右の図は東芝の 2SC2240 の NF を表したグラフです。  これを見て 「あ、ノイズを小さくするには信号源抵抗を 5-6kΩ にして、コレクタ電流を 20uA 位にすればいいんだな」 と思ったあなた、 それは間違いです。
このグラフは非常に誤解を招きやすいものですから、それを考察します。 少しばかり入り組んでいてややこしいですので、ゆっくりついてきてください。

(注: 以下の計算で、例が必要なときは右のグラフ中の値を採用します。)


基礎知識:

- 3つのノイズ源:
いま、Amp というオペアンプかトランジスタ素子があって、その中や周りで起きるノイズを考えます。 ノイズ源を3つに分けて考えるとわかりやすくなります。 In と Vn と Vr とでも記号を付けましょうか。
1. In は Amp の入力ノイズ電流です。 素子の発生するノイズのうち、信号源インピーダンスに比例するノイズで、単位は A/√Hz で表します。 信号源インピーダンスをかけると電圧 V/√Hz になります。  単位はバンド幅の平方根に比例するように見えますが、周波数帯によって値が異なることがあり、一概にバンド幅のルートをかけても比例しない場合もあります。
入力バイアス電流やコレクタ漏れ電流に含まれるノイズ分はこれになります。 In はジャンクションに流れる電流の平方根に比例します。  細かいですが、ホワイトノイズの部分は、   In=√(2Iq)  [A/√Hz]、  I はジャンクション電流、qは電子の電荷(1.6E-19C)です。

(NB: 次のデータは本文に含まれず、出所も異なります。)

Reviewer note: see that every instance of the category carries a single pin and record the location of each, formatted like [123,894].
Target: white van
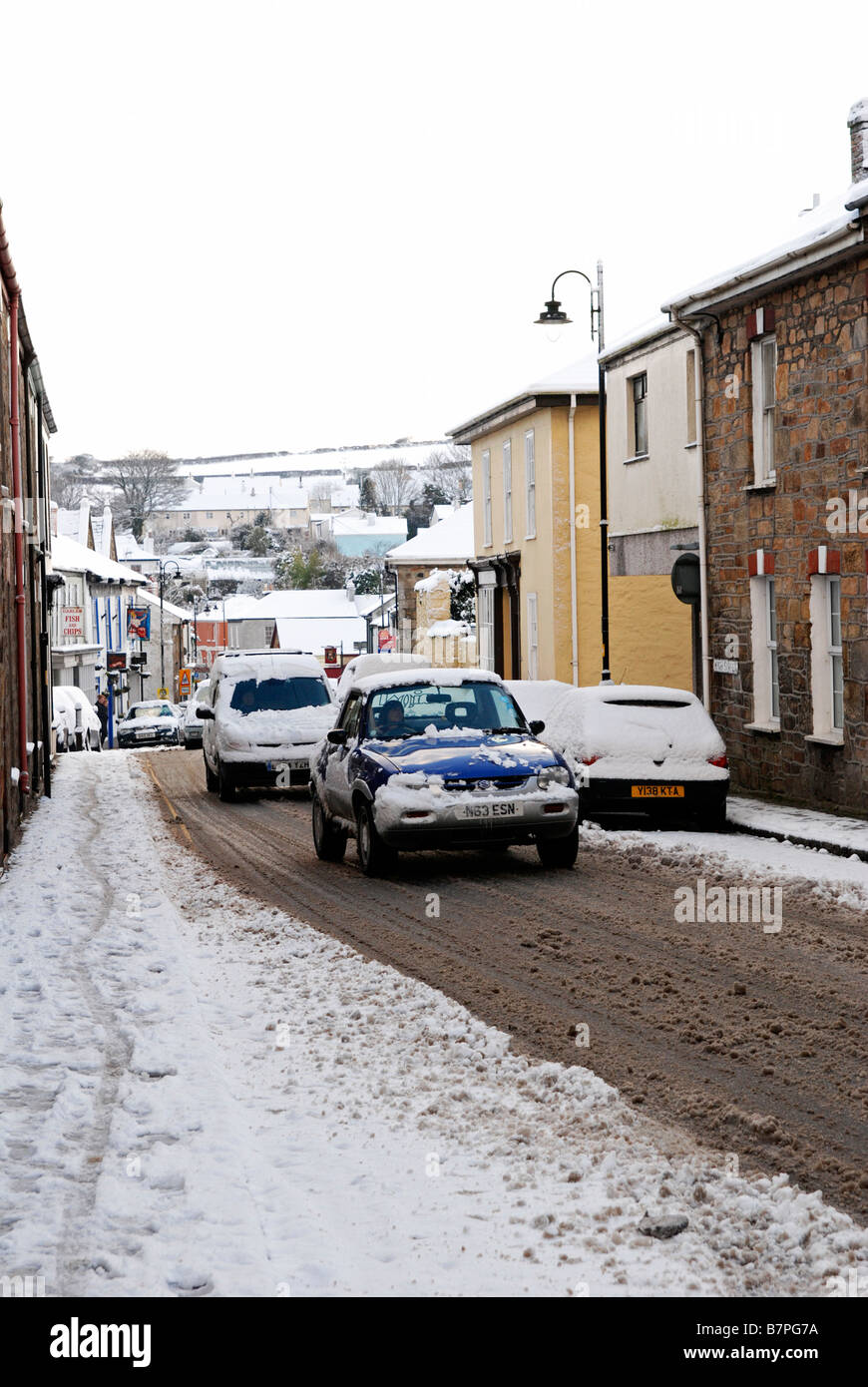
[263,713]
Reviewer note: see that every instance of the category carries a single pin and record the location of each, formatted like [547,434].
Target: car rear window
[277,695]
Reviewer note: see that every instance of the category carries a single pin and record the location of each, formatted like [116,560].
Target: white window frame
[487,498]
[765,655]
[640,405]
[508,491]
[533,637]
[530,484]
[763,369]
[827,659]
[484,616]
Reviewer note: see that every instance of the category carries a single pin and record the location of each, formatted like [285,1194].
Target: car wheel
[224,788]
[330,842]
[374,857]
[559,852]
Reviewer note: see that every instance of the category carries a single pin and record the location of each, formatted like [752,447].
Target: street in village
[233,1068]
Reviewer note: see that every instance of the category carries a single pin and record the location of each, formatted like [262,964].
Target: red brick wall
[821,443]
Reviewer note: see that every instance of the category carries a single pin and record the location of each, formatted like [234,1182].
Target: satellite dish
[685,579]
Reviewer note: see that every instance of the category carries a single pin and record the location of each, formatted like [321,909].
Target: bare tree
[70,480]
[394,486]
[448,475]
[142,483]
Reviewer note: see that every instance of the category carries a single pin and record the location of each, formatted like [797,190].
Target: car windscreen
[411,708]
[277,695]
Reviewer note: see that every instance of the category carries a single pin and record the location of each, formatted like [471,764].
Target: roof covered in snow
[810,237]
[71,557]
[580,377]
[448,541]
[316,633]
[237,494]
[367,523]
[168,608]
[312,604]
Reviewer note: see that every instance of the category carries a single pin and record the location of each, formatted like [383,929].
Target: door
[337,767]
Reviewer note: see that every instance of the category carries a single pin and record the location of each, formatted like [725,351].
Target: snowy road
[204,1096]
[753,1041]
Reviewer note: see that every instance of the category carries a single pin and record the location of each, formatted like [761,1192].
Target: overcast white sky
[255,227]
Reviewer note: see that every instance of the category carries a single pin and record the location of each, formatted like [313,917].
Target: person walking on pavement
[103,715]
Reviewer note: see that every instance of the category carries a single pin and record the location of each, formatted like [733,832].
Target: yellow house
[522,498]
[520,452]
[651,484]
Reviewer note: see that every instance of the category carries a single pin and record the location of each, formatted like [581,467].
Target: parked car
[152,722]
[429,757]
[191,724]
[263,714]
[78,724]
[637,750]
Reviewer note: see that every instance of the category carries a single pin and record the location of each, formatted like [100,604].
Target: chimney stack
[857,121]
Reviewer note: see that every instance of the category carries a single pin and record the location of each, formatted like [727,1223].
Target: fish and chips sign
[72,623]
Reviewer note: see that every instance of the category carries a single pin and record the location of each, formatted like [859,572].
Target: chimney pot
[857,123]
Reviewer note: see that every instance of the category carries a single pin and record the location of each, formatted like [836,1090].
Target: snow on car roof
[424,676]
[630,693]
[276,665]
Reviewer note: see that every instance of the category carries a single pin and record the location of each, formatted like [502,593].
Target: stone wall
[821,452]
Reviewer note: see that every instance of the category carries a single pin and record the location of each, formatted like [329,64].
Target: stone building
[448,544]
[25,423]
[782,351]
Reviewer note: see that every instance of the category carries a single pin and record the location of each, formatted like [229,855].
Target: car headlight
[554,775]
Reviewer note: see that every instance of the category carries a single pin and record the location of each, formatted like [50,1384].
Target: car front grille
[487,782]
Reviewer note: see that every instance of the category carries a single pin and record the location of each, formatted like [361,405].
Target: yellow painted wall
[545,559]
[650,633]
[650,629]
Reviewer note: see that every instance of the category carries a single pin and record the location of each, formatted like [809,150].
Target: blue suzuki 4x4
[426,757]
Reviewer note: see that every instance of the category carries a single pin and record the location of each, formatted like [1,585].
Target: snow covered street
[202,1095]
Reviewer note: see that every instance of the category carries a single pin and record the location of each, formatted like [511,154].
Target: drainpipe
[18,512]
[700,508]
[573,573]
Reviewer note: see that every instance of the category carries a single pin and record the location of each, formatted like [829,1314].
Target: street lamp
[164,565]
[554,313]
[219,597]
[198,593]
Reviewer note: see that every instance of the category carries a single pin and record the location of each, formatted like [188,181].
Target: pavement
[810,828]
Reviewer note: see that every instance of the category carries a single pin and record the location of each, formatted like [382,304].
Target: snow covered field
[200,1095]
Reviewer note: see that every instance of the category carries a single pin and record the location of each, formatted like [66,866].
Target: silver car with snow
[263,713]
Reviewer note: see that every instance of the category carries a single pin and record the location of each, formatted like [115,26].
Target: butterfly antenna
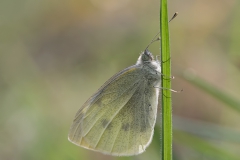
[157,39]
[153,40]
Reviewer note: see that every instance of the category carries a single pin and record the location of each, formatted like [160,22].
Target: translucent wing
[118,120]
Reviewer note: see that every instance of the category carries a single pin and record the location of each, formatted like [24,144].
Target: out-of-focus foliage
[55,54]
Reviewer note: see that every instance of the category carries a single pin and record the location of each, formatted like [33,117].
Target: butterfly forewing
[119,120]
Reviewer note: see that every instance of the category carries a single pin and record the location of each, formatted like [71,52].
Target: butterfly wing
[118,120]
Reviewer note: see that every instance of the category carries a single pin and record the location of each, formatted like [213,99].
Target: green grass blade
[166,83]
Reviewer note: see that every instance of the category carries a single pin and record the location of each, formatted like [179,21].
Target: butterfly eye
[147,56]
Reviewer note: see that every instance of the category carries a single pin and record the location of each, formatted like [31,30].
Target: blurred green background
[55,54]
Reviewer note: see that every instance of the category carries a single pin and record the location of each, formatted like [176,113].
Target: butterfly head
[146,56]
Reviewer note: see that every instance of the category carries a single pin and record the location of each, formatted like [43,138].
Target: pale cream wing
[118,120]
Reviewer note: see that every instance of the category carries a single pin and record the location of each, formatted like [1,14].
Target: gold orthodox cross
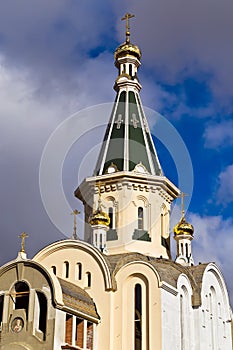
[126,18]
[23,236]
[75,212]
[182,195]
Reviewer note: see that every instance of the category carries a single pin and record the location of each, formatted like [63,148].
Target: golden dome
[127,49]
[183,228]
[99,218]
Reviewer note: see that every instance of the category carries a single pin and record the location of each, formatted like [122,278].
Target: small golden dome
[99,218]
[183,228]
[127,49]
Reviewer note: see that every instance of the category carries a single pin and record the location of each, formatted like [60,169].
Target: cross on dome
[126,18]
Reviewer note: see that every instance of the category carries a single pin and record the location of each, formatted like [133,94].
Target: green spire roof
[127,144]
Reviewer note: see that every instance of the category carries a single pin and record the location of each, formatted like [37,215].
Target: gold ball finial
[183,227]
[23,235]
[99,217]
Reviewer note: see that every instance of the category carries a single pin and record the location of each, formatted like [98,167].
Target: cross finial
[182,195]
[126,18]
[75,212]
[99,193]
[23,236]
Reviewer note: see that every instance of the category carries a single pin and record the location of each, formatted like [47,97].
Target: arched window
[187,250]
[138,317]
[22,296]
[42,315]
[130,70]
[79,271]
[1,308]
[54,269]
[213,319]
[66,269]
[69,328]
[140,219]
[185,319]
[88,275]
[110,214]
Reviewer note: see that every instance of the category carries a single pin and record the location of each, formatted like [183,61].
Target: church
[118,288]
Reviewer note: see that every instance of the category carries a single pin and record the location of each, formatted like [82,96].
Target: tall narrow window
[187,250]
[138,317]
[110,214]
[182,322]
[79,335]
[162,224]
[22,296]
[88,274]
[1,308]
[69,325]
[42,313]
[182,249]
[54,269]
[89,335]
[130,70]
[140,218]
[66,268]
[79,271]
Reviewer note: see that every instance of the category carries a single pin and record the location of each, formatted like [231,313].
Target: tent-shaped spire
[127,144]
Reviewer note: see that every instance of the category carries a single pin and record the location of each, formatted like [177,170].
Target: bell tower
[135,194]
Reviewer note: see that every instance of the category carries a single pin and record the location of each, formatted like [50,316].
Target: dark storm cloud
[183,37]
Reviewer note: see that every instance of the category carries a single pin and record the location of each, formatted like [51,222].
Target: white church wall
[215,311]
[170,321]
[123,307]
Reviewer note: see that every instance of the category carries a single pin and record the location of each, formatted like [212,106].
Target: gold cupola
[99,217]
[183,234]
[127,49]
[183,228]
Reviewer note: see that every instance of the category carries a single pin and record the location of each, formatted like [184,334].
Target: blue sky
[56,58]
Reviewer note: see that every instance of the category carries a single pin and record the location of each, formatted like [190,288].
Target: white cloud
[181,38]
[225,189]
[219,134]
[213,241]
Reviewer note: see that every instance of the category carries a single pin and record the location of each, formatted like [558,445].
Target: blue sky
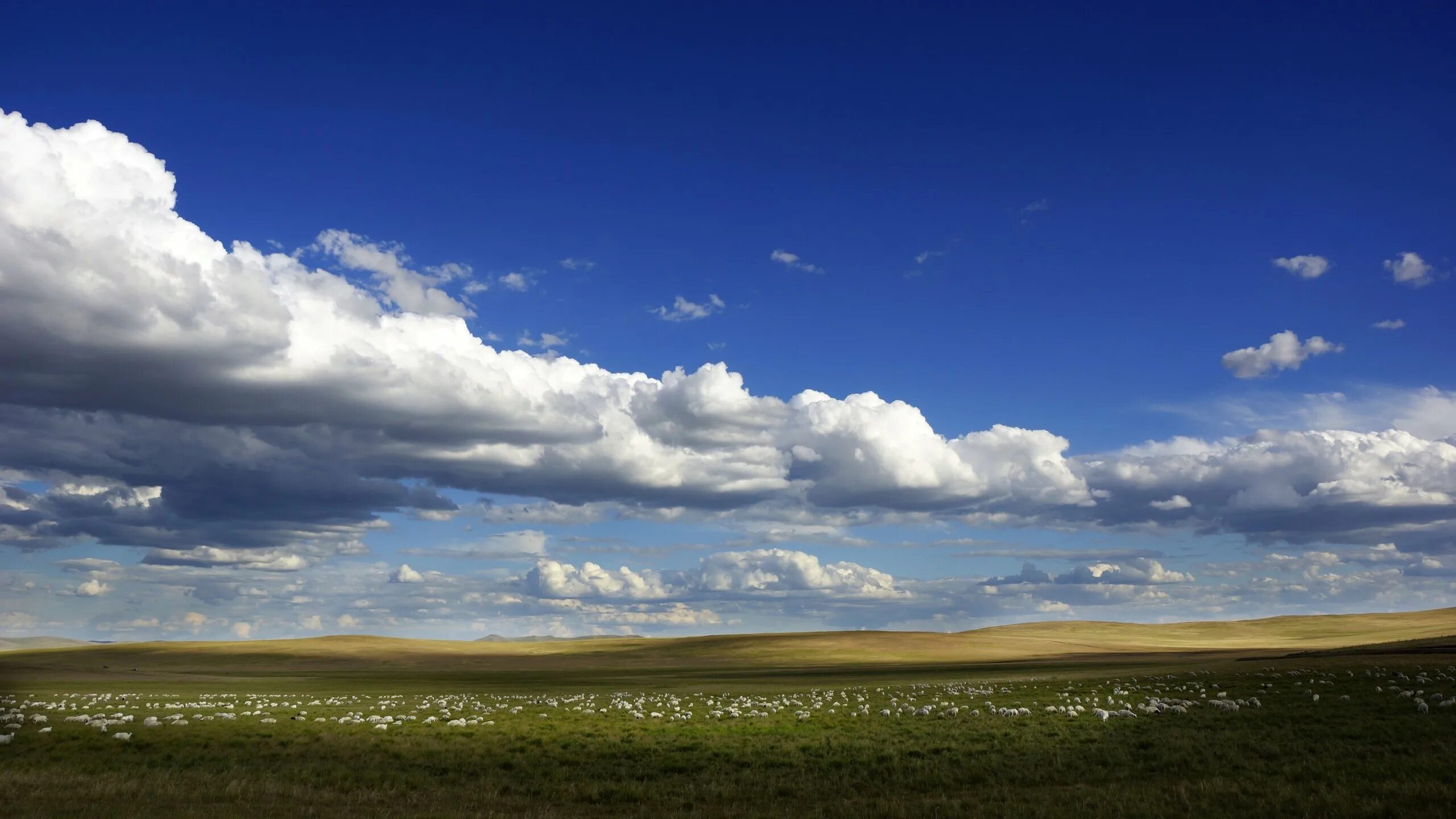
[1047,218]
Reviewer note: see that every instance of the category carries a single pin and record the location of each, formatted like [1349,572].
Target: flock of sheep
[123,714]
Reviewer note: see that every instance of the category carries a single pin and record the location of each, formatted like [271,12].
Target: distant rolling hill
[721,657]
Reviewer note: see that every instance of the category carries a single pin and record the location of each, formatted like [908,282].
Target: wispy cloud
[685,311]
[792,261]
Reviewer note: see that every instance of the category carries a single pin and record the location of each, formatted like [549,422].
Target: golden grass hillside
[719,656]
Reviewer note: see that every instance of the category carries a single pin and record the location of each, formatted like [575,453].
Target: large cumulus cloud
[243,385]
[201,398]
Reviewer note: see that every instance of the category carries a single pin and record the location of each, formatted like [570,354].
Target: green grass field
[746,750]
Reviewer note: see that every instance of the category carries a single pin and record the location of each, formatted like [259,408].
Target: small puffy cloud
[261,560]
[88,564]
[785,570]
[792,261]
[545,341]
[1282,351]
[740,573]
[92,589]
[528,543]
[1304,267]
[554,579]
[683,311]
[1028,574]
[1410,268]
[1135,572]
[405,574]
[519,280]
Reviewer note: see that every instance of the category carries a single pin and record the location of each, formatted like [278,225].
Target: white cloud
[1304,267]
[756,572]
[1282,351]
[1293,486]
[405,574]
[92,589]
[1410,268]
[519,280]
[407,289]
[545,341]
[792,261]
[1135,572]
[526,543]
[683,309]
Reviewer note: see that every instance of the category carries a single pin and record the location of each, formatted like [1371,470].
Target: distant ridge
[549,639]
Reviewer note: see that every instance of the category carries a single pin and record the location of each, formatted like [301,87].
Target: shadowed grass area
[1355,752]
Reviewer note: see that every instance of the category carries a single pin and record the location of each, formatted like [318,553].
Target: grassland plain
[1360,750]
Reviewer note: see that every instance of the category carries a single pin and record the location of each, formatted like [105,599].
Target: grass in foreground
[1372,755]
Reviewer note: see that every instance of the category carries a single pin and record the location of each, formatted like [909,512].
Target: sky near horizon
[679,320]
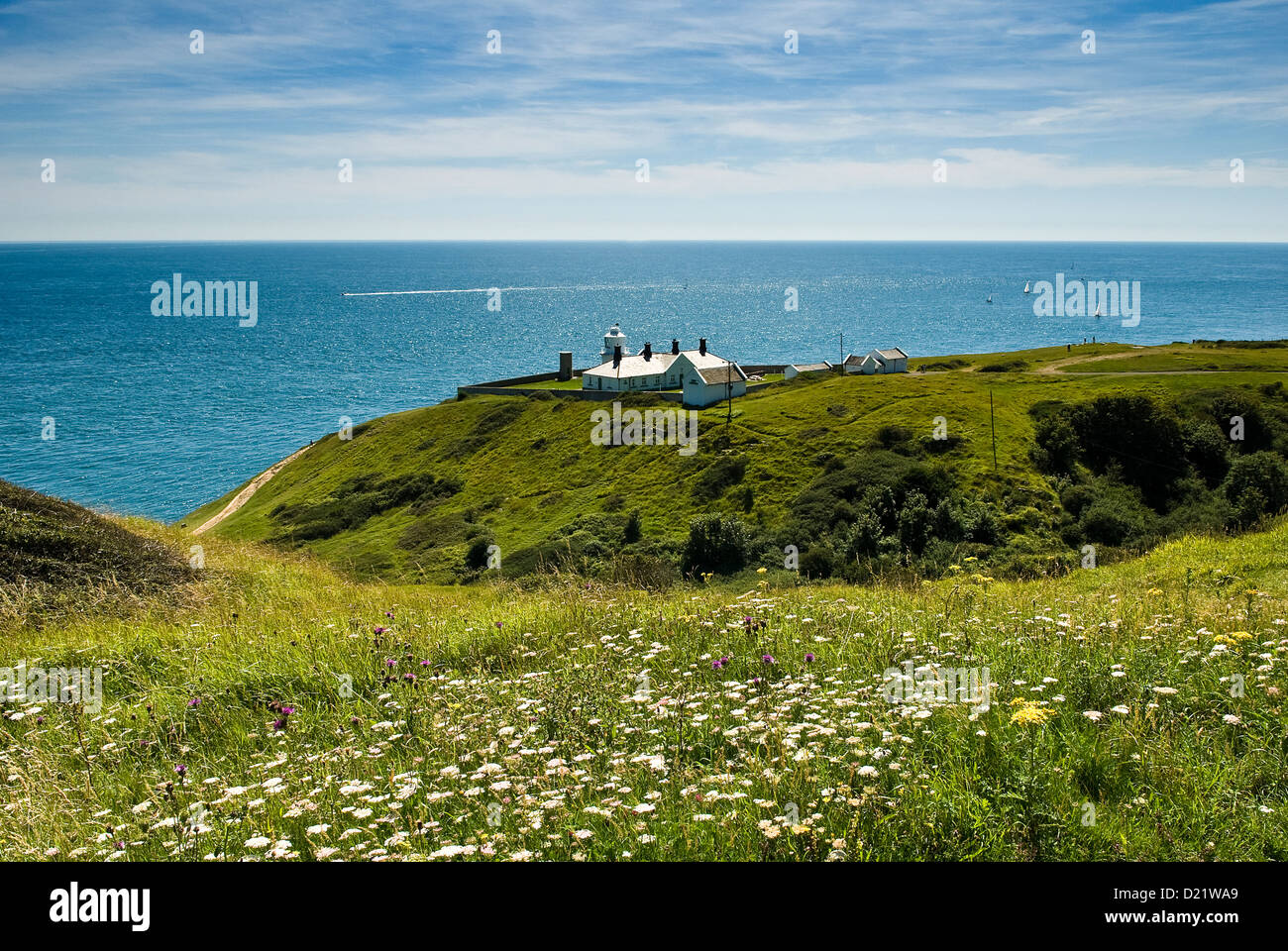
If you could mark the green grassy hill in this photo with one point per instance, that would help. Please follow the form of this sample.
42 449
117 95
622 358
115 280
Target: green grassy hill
411 492
54 552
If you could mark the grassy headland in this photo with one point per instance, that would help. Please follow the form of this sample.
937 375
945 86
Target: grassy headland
845 470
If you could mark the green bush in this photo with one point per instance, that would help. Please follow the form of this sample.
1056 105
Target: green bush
716 544
1257 484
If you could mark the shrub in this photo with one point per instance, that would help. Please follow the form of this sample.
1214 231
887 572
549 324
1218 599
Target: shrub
632 531
1257 484
1116 517
476 556
914 518
716 544
1134 435
1055 450
1207 449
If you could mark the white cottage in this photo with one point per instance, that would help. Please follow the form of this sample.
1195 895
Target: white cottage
892 361
702 376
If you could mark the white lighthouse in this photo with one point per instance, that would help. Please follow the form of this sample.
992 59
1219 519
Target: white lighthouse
613 338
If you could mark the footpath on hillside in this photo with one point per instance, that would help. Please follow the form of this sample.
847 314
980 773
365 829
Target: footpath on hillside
244 496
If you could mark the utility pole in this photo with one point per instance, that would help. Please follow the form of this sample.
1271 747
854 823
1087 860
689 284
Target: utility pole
992 422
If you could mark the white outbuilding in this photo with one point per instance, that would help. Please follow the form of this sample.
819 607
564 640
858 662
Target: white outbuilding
889 361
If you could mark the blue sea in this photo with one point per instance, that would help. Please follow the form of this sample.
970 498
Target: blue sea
155 415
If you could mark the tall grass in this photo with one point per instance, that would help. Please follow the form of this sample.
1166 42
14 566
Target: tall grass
279 711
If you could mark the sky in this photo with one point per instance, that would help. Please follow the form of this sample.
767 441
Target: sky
1035 137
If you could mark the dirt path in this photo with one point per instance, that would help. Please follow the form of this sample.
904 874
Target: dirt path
1056 367
244 496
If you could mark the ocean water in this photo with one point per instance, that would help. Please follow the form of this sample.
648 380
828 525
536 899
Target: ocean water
155 415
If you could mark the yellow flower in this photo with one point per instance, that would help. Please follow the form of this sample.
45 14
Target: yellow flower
1031 714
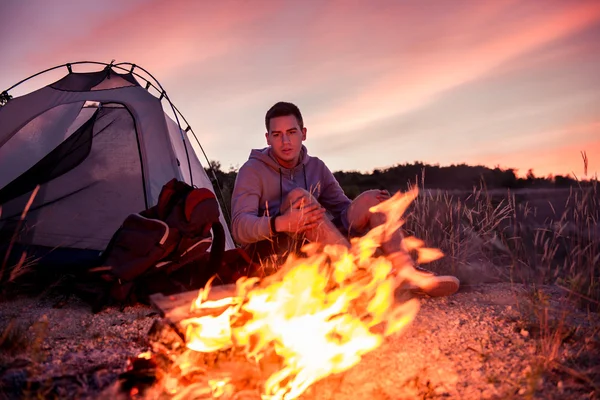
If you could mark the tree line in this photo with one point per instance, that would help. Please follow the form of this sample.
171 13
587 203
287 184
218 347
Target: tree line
428 176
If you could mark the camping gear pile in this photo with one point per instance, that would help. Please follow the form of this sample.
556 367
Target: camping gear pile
97 180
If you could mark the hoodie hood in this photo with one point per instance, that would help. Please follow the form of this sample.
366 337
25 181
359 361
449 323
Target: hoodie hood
262 184
266 156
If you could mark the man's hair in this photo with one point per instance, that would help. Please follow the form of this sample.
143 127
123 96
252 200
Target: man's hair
282 109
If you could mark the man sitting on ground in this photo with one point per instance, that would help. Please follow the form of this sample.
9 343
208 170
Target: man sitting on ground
283 196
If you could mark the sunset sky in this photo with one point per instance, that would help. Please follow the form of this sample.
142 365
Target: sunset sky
509 83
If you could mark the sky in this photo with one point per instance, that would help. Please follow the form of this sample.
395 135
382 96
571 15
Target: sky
506 83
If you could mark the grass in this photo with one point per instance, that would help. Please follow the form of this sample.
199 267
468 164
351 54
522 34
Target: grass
518 236
534 237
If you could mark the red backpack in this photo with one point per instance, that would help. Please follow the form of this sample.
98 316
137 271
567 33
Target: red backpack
174 246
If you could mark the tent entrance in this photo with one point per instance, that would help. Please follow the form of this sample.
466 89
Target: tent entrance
89 182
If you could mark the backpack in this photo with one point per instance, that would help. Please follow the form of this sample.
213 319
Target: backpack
174 246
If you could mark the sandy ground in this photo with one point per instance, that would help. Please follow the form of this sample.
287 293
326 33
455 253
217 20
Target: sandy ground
487 341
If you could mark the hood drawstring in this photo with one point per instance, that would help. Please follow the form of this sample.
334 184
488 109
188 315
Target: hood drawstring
281 186
280 189
305 181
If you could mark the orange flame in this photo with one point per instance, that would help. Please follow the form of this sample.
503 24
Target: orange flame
319 314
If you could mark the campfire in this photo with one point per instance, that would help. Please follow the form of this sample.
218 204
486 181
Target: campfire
315 317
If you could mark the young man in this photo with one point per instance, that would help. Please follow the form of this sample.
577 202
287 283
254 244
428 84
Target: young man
283 196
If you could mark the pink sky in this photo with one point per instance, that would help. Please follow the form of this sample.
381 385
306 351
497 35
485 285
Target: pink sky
506 83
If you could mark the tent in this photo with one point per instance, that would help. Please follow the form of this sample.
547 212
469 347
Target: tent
100 145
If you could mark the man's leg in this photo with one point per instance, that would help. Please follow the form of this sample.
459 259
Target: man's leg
326 232
361 220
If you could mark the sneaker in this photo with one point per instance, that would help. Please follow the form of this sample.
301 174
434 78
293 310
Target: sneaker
433 285
439 286
425 281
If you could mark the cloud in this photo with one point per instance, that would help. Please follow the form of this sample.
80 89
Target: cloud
419 77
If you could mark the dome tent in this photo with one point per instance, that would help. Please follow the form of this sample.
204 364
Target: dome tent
100 146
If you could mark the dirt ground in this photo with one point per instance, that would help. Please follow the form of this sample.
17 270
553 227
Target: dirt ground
489 341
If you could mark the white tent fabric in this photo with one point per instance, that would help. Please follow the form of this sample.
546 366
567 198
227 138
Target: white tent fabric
111 158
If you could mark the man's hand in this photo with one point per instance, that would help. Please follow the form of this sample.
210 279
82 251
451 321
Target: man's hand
383 195
300 217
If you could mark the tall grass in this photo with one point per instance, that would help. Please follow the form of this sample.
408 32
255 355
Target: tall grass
541 237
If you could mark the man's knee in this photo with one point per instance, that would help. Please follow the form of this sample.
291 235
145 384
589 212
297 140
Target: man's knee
359 215
298 197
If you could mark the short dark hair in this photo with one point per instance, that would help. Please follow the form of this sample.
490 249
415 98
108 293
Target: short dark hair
282 109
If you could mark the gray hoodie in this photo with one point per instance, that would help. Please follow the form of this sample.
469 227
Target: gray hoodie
262 184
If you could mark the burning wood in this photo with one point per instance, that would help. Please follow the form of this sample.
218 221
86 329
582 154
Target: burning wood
317 316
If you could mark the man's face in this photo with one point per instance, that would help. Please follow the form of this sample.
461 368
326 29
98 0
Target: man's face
285 138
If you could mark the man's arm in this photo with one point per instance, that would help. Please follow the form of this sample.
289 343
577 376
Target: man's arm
246 226
332 195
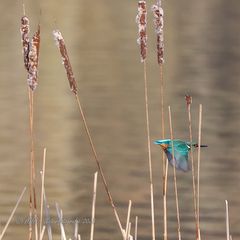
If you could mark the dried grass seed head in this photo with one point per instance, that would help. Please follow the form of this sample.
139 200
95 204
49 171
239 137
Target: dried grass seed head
141 20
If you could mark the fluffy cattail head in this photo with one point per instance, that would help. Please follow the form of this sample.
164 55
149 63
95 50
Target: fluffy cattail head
158 24
141 20
65 59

2. Vn はAmp の信号源インピーダンスに比例しないノイズ分です。 内部で発生するものを入力側に換算して表現し、単位は V/√Hz です。 In と同様に、周波数帯の依存性があります。 ベース拡散抵抗が発生するノイズはこれになります。

3. Vr は Amp の外にまとわりついているすべての抵抗が発生させるジョンソンノイズです。 熱雑音ともいいます。 パワースペクトルはガウス分布をしています。 単体が出す量は √(4KTR) で算出できますが、ついている場所によっては Amp で増幅されないこともありますから出力に反映される量は異なります。 単位は V/√Hz で、K はボルツマン常数(1.38E-23J/K)、T はその抵抗の絶対温度(以下 300K とします)、R は抵抗値。 ちなみに 1MΩが 1MHz のバンド幅で出すノイズは 130uV、と憶えておくと便利です。

-FET とバイポーラ:
FET はバイアス電流が非常に小さいという特徴があります。 これに伴って、 In はバイポーラに比べて少なくなるのが一般的です。 ただし、JFET のバイアス電流は温度で変化し、5 度上がるごとに2倍程度になりますから、 In はその平方根で 10 度上昇で2倍になると思ってください。
Vn については、一般的には FET の方が悪い傾向があります。 これは半導体プロセスの改善によって年々良くなっており、もうすぐバイポーラの領域に入ってくるでしょう。
おおざっぱに言って、信号源インピーダンスが低い環境にあってはバイポーラの方がノイズの発生を少なくすることができ、高い信号源インピーダンスでは FET を選択すると良い結果をもたらすことが多いといえます。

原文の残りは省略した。